Why is this anecdote important? It’s important because this head nurse, like many other healthcare staff, clearly underestimated my ability to discern lies from the truth. And his underestimation of my intelligence was not the exception, it was the rule. I am a professor of English literature and have many years of post-secondary education behind me. But this didn’t cut any ice with these people and, truth be told, my level of education didn’t really matter. Most people don’t need years and years of schooling to know when they’re hearing a lie. However, these healthcare workers considered themselves experts and as such, they fully (and foolishly) believed I would not know when I was being told one. It was insulting and clearly stemmed from that erroneous belief I mentioned at the beginning of this article: they believe they are better than others, certainly better than me.

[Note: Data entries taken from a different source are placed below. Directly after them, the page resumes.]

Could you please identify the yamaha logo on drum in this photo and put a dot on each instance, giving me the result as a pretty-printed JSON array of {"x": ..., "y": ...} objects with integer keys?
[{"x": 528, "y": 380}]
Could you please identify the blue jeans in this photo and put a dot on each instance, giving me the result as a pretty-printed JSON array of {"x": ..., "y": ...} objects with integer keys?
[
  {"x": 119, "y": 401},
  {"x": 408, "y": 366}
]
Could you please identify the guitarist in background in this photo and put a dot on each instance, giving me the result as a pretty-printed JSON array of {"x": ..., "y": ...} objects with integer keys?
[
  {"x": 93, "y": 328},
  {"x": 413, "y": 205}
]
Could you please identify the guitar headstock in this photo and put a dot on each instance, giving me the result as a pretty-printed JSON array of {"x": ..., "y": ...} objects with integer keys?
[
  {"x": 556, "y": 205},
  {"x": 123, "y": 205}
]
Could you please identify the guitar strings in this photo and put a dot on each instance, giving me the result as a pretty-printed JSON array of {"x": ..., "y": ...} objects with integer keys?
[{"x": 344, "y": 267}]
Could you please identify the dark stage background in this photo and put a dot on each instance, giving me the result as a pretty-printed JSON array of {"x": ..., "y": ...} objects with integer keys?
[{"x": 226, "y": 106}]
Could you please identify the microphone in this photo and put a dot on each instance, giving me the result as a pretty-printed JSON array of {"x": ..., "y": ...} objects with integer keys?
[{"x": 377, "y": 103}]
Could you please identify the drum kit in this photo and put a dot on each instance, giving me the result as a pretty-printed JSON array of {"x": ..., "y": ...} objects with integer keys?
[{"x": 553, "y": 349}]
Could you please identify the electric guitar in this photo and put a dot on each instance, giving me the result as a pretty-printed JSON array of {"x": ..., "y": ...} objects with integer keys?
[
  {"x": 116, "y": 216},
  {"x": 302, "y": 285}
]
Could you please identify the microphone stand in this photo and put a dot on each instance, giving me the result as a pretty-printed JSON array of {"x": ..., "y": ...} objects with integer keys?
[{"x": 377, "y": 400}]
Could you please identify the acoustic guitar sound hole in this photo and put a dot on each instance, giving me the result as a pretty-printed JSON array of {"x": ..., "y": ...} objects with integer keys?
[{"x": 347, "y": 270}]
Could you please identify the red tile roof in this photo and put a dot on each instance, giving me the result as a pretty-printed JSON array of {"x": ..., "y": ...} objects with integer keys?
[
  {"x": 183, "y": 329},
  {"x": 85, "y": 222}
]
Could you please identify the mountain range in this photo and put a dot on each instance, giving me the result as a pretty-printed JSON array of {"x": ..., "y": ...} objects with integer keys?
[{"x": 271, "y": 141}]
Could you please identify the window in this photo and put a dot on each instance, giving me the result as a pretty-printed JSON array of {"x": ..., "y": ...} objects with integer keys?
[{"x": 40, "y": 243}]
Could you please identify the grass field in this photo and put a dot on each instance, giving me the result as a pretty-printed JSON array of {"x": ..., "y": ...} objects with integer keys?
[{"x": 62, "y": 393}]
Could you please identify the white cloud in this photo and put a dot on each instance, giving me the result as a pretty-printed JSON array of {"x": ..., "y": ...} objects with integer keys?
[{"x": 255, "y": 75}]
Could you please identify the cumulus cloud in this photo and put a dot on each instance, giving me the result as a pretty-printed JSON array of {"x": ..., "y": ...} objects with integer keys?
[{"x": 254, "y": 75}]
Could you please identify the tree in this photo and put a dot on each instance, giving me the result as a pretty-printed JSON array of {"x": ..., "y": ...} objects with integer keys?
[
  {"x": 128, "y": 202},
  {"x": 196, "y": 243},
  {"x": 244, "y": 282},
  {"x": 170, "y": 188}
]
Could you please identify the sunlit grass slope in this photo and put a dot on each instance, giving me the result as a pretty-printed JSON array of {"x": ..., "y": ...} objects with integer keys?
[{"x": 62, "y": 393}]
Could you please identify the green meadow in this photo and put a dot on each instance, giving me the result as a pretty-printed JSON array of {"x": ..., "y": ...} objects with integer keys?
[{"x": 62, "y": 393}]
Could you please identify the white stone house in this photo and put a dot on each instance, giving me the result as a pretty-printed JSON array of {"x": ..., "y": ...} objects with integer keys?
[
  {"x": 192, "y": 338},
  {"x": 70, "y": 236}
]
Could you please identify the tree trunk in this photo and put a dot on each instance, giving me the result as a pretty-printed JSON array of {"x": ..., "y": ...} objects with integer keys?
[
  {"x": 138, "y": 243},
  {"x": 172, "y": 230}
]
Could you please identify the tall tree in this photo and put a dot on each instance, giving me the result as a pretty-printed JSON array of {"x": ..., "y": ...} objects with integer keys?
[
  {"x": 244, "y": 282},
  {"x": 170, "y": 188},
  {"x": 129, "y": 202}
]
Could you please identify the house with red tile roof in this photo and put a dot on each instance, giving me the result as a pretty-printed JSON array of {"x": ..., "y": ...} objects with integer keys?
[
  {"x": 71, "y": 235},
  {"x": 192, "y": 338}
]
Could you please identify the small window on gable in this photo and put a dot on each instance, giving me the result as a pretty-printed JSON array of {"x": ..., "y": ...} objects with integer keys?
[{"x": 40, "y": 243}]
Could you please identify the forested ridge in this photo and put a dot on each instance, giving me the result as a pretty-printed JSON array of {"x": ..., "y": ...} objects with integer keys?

I’ve written about my troubles because doing so, in a public forum, is one way to make change. I called this series of articles “A Herd of Narcissists” because that was my honest, uncensored response to the treatment I received at the hands of some healthcare workers. It’s important for us to realize that shame–whatever its source–is the dark side of narcissism and it needs to be addressed too. If our healthcare workers are feeling ashamed of the level of care they’re providing, we need to do something about it. We need to talk to one another and see if we can’t compromise on some things: things like accepting the fact that mistakes happen, like rethinking our ideas about perfectionism, like changing our expectations of the less-than-perfect system we have.

It might help all of us get real.

Postscript:

I’d like to add that despite my complaints, I have also encountered some very good healthcare practitioners. What I am describing here in this series is a systemic set of problems intrinsic to many healthcare environments in Canada. The problem, of course, is that even good, kind and honest healthcare providers encounter these problems. So the purpose of these articles has been to shine a light on “the things that go without saying,” as French intellectual Roland Barthe would say, the things that no one wants to think about, talk about or point a finger at.